主頁 類別 紀實報告 忠誠與背叛·告訴你一個真實的紅岩

第38章 第一章

關於“紅岩”的故事,小說的版本僅僅是革命先烈們在獄中的一段藝術再現,而圍繞“紅岩”那段革命歷史的真實故事,其實遠遠比小說要復雜得多,它包括了“11·27”大屠殺之後的幾十年來甚至今天還在繼續的故事…… 無法想像,當我走進那段歷史、與那些曾經在白公館和渣滓洞坐過牢的脫險難友——雖然現在只有為數不多的幾個人,及其那些烈士的親屬們接觸之後,我的內心產生了強烈的震撼:“紅岩”真是一座血紅血紅的豐碑,在這塊血紅血紅的豐碑上,凝結了許多我們無法想像甚至難以理解的撼天動地的故事。 在紅岩革命歷史人物中,有這樣一位歷經坎坷、飽受屈辱卻對黨忠貞不渝的人。

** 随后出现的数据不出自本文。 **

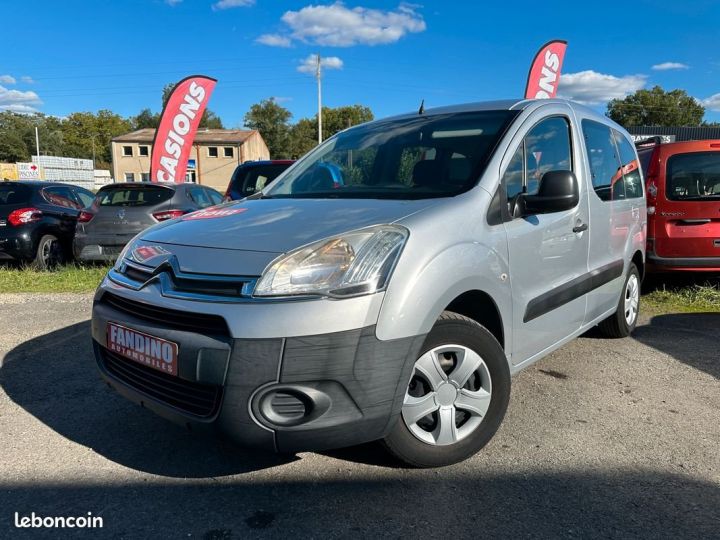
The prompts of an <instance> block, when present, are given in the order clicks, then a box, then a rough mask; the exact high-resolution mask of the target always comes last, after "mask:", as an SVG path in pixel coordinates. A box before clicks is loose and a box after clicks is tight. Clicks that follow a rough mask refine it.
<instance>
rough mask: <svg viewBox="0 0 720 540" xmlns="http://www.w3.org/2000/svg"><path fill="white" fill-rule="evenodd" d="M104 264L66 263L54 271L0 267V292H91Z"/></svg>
mask: <svg viewBox="0 0 720 540" xmlns="http://www.w3.org/2000/svg"><path fill="white" fill-rule="evenodd" d="M108 269H109V267H108V266H81V265H75V264H69V265H66V266H61V267H60V268H58V269H56V270H48V271H40V270H33V269H32V268H22V267H20V268H18V267H14V268H13V267H4V266H3V267H0V293H23V292H35V293H59V292H92V291H94V290H95V289H96V288H97V286H98V285H99V284H100V281H101V280H102V278H103V276H105V274H106V273H107V271H108Z"/></svg>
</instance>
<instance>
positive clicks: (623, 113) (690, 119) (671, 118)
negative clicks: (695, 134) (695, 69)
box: [606, 86, 705, 127]
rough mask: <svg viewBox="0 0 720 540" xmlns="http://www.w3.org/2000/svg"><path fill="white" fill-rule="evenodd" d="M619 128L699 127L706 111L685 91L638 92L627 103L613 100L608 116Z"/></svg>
mask: <svg viewBox="0 0 720 540" xmlns="http://www.w3.org/2000/svg"><path fill="white" fill-rule="evenodd" d="M606 114H607V115H608V116H609V117H610V118H612V119H613V120H615V121H616V122H617V123H618V124H620V125H622V126H625V127H629V126H699V125H700V123H701V122H702V119H703V116H704V115H705V107H703V106H702V105H701V104H700V103H698V102H697V101H696V100H695V98H693V97H691V96H689V95H688V93H687V92H686V91H685V90H680V89H676V90H672V91H670V92H666V91H665V90H663V89H662V88H661V87H659V86H655V87H654V88H652V89H651V90H638V91H637V92H635V93H634V94H631V95H629V96H627V97H626V98H624V99H613V100H612V101H611V102H610V103H608V110H607V113H606Z"/></svg>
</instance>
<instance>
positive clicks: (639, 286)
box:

他的名字叫謝育才,是紅軍時期的中共江西省委書記。謝育才在解放後先後擔任汕頭市市長和湖南農墾局局長等職。他一生中歷經苦難和曲折,曾4次被捕入獄,3次被開除黨籍。即使在解放後仍一直不被重用,並屢次被黨錯誤地判定為“叛徒”,直至1977年含冤病逝,終年74歲。謝育才留下遺願,叮嚀妻子和孩子,一定要忠誠於黨,並求得黨的理解,澄清事實,表現了一位具有崇高共產主義信仰者的偉大情操。關於謝育才的名字,黨內的同志不知道他的名字,廣大讀者更不了解這位老共產黨員。我們在此略作介紹,以作為對他的一份思念:

1904年生於海南萬寧縣貧窮農家的謝育才,思想進步、血氣方剛,年輕時就在家鄉組織成立了農民自衛軍,通過武裝鬥爭佔領了萬寧縣城,成為海南瓊崖地區農民起義最出色的領導者之一。 1926年4月,年僅22歲的謝育才加入中國共產黨,這一重大的政治選擇,注定了他一生顛沛流離、歷經坎坷。也正是因為這莊重的政治選擇,使謝育才在其後的革命道路上,不論遭受怎樣的挫折和不公正待遇,始終義無反顧、終身不悔。 1927年蔣介石在上海發動了“四一二”反革命政變,海南革命力量受到嚴重挫折,這時的謝育才擔任了中共萬寧縣委書記,並出色領導了1927年11月的萬寧起義。雖起義隊伍因缺乏作戰經驗,暴動以失敗而告終,但卻強烈地震撼了當地的反動統治。次年夏天,國民黨第11軍鎮壓海南革命勢力,局勢更加嚴峻,原來生氣蓬勃的海南革命陷入一片腥風血雨之中。在白色恐怖的日子裡,敵人進行血腥屠殺,對共產黨幹部一律格殺勿論。狡猾的敵人還常常身著便裝,假冒紅軍戰士,敲老百姓的門,一旦開門,便慘遭毒手,搞得老百姓談之色變。紅色武裝被迫撤退上山,或者撤至香港。 11月的一天晚上,敵人荷槍實彈,包圍了謝育才的家,瘋狂的敵人逢人便殺,謝育才臥床不起的母親,及其他的大哥、大嫂、二哥、二嫂和4個侄子全部被敵人用刺刀捅死,全家遇難的9人中最小的年僅9歲,鮮血溢滿家室,慘不忍睹。謝家所有家產也全部被投收,宅居毀於一旦。謝育才得知全家被害的噩耗時,這位堂堂七尺男兒,雙膝跪地,仰天長嘯,悲憤至極,數次暈厥在地。然而,反動派的兇毒行徑,更堅定了這位共產黨人的信念,他發誓要與反動派鬥爭到底。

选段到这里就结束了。